2nd Year Anniversary Meditation
It's around this time of year, when August slides into early September, that I generally feel the melancholic sense of vibrant Summer taking its sudden turn into the slow descent that will arrive at Winter. The days are still hot, but the insect sounds have changed, and the feeling of something about to end is omnipresent in the air.
This is also the season when the last embers of Ranger's life glowed. And on the approach of this second anniversary of his passing I have been feeling these bittersweet last Summer days even more intensely - almost like a large dark cloud appeared out of nowhere in my life and is just hanging in the periphery of my consciousness, daily.

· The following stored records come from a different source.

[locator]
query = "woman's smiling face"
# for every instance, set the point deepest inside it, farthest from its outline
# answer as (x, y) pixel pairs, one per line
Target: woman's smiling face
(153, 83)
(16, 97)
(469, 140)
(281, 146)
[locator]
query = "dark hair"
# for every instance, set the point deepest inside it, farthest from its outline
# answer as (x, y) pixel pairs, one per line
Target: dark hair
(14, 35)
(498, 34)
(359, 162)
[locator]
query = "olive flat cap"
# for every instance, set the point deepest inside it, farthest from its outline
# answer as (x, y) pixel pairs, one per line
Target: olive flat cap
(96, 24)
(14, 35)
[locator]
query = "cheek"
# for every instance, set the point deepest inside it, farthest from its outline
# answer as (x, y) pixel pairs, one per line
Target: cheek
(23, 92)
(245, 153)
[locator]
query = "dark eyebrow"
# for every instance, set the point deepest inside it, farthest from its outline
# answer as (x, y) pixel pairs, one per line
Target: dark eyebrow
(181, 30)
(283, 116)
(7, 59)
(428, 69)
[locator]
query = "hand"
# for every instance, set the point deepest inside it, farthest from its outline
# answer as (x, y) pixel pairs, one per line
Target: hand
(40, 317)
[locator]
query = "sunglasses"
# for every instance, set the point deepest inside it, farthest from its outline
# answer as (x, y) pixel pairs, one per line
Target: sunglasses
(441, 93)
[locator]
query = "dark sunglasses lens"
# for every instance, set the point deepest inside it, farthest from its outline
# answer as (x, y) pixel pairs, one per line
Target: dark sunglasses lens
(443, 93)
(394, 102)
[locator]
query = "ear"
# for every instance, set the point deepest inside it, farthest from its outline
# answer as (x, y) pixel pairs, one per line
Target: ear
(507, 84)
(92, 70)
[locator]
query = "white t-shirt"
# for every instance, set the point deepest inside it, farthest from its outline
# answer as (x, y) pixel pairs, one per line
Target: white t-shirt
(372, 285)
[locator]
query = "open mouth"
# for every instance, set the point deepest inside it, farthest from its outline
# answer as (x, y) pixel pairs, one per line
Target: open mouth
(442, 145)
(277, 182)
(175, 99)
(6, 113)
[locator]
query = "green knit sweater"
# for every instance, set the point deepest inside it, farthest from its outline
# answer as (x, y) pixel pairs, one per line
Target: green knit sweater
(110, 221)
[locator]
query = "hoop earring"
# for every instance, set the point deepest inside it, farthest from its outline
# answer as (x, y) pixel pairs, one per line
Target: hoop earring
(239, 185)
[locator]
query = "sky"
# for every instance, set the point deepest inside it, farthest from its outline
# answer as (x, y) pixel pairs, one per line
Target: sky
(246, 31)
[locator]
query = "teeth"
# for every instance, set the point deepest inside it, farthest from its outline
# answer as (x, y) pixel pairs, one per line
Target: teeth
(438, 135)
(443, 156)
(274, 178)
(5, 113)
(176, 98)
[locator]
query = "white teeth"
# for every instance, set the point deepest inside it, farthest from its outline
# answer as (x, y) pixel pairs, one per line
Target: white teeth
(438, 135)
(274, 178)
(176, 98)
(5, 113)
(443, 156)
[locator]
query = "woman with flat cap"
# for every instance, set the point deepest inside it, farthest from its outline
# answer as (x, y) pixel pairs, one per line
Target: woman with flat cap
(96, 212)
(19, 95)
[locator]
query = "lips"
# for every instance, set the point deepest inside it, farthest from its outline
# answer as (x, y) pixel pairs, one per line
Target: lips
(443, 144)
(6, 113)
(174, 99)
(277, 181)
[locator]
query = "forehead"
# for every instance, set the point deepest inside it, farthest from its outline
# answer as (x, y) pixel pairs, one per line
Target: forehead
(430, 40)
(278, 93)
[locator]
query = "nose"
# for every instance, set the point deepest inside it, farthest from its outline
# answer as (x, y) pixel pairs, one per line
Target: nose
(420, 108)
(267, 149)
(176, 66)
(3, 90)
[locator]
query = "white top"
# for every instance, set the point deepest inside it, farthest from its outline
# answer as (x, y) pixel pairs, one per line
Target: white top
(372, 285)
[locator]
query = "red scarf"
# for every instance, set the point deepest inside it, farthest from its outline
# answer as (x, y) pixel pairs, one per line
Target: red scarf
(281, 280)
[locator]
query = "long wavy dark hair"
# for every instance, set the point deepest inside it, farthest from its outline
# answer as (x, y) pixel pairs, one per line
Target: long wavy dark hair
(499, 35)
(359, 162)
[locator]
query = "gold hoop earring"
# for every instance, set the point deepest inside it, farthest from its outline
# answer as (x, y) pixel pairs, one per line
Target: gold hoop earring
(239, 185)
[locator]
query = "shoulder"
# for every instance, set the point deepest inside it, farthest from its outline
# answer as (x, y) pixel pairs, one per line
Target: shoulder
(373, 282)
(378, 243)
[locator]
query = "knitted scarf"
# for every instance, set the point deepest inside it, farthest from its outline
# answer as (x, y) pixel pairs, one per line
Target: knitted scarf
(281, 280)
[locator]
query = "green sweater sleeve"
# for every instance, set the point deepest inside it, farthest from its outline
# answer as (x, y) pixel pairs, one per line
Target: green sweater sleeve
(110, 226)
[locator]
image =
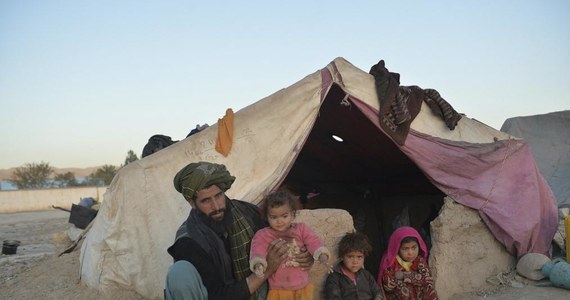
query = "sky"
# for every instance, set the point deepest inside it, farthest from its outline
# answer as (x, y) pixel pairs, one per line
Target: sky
(84, 82)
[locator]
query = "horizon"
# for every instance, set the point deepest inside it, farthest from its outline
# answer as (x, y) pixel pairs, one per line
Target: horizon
(82, 83)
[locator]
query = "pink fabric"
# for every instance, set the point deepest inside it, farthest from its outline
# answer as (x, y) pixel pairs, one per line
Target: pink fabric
(499, 179)
(287, 278)
(390, 254)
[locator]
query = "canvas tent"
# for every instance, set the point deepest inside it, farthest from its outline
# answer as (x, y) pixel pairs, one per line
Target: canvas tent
(285, 139)
(548, 136)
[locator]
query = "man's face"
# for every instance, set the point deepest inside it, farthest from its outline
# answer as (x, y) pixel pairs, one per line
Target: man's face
(211, 201)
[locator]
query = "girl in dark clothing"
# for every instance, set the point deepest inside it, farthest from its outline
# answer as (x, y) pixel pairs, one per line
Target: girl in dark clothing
(349, 280)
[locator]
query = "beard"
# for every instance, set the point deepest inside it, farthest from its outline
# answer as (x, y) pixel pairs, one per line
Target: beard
(219, 227)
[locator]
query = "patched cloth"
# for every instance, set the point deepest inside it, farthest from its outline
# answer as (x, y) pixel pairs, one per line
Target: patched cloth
(197, 176)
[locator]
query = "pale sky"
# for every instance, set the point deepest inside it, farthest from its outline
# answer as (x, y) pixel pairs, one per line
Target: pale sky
(84, 82)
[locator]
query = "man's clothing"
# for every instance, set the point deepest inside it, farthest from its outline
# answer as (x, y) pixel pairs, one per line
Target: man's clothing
(216, 249)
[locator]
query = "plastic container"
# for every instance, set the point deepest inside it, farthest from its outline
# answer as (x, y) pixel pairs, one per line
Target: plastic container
(558, 272)
(10, 247)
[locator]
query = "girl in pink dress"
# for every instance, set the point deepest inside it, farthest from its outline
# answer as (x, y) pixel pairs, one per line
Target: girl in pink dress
(289, 281)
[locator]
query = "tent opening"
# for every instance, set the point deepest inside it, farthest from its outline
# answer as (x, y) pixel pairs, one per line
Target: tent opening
(365, 174)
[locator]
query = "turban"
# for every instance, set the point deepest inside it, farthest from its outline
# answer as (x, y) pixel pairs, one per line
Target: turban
(197, 176)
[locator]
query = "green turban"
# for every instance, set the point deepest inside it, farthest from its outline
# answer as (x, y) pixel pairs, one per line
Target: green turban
(197, 176)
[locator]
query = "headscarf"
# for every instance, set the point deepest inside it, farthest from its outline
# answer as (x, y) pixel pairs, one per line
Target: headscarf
(394, 247)
(197, 176)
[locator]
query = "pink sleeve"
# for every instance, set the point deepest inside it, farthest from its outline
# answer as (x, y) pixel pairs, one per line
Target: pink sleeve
(309, 238)
(260, 243)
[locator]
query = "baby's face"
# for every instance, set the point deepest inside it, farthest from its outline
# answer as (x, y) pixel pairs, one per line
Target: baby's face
(353, 261)
(280, 217)
(409, 251)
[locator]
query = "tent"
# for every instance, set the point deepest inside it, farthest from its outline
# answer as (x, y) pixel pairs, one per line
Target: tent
(286, 139)
(548, 136)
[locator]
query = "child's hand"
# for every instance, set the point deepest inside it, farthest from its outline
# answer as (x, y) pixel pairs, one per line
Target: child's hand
(258, 270)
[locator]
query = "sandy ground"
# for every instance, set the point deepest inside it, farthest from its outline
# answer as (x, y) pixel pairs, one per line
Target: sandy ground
(37, 272)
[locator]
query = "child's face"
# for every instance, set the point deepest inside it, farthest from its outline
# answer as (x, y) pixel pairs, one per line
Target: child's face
(280, 217)
(409, 251)
(353, 261)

Up until August this year, most of this second year without Ranger physically with me has been a good year. There are so many blessings in my life, my farm & house, my two beautiful horses, my new puppy, my cats, my birds and my bunnies! I feel the happiness of farmlife and the joyousness of all my animals all around me. I have done many things this year in Ranger's honor to help other animals, and I feel he is integrally a part of all the things I'm doing in my life now.
It's just a couple of days a way now from Ranger's second Angel Day anniversary, and like last year the approach to the day is somber and marked. Unlike last year, gone are the continuous big displays of strange-acting butterflies, birds and dragonflies around me. There have been conspicuously very few signs this last year. Last August at this time I was in Chicago at the Healing Hooves Healing Hearts Butterfly Release. And the orange monarch I released in Ranger's name - followed me all the way home to New York. Now I know it wasn't the same butterfly, but I'll be darned if a large orange monarch did not tail me consistently for the next few weeks. And I have photographic and video evidence of this strange spectacle.
I feel solemn, contemplative, peaceful, grateful and sad. There is a hollowness somewhere in me that has its own tone of resonance. I felt the hollowness today as Gunther, my new puppy, and I traversed the same paths in Luther Forest that Ranger and I did years ago. I had flashes of memory of Ranger's great big smile as he immersed himself in paddling through the stream, up and down and up and down. Through the sun dappled forest leaves, I could see/remember Ranger darting all about through the forest canopy. I had a sense of Ranger being very large and expansive on this walk with Gunther and I. Like he was everywhere, all around me in that forest. But there was also the hollowness, the place I can never return to. The place of being immersed in the moment with his physical presence, that day seems far away to me now.
Gunther has become a farm dog since I adopted him in May of this year, and while I could tell he was intrigued by the forest scents and somewhat amused by the stream - that he was not really that engaged by this experience. It was novel to him, and he was enjoying sniffing out new things and skipping along the forest path with me. It was towards the end of the trail, that I realized that I'll probably never come back to this trailhead again. I'm glad we went to the Luther Forest trail in honor of Ranger today, but I had a strong sense that Gunther and I need to seek out new forest walks together.
I realized today that Ranger continues to be with me in largely new ways. I hadn't realized until today, that so much has changed, so much is new since he left his physical form. I take a walk with his spirit almost every morning. But there's nothing on that walk that is remotely like any of the walks I took with him when he was alive. On this walk, I feel him large, in the wind - and I always say "Look how beautiful the mountains are, Ranger..."
As I write this, I come to my own internal answer I have been seeking out - this time of year is hard for me because it marks an inevitable return of some sort. A revisiting of an end and a beginning. The next few days I took off from work, and hope to meditate, listen, revisit some of our favorite spots, do some things in Ranger's honor and journal. Gone are the jagged sharp edges of grief, but I still do feel a lump in my throat, a wistfulness and a sense of needing to turn inwards and connect with him more deeply during this marker of his transition.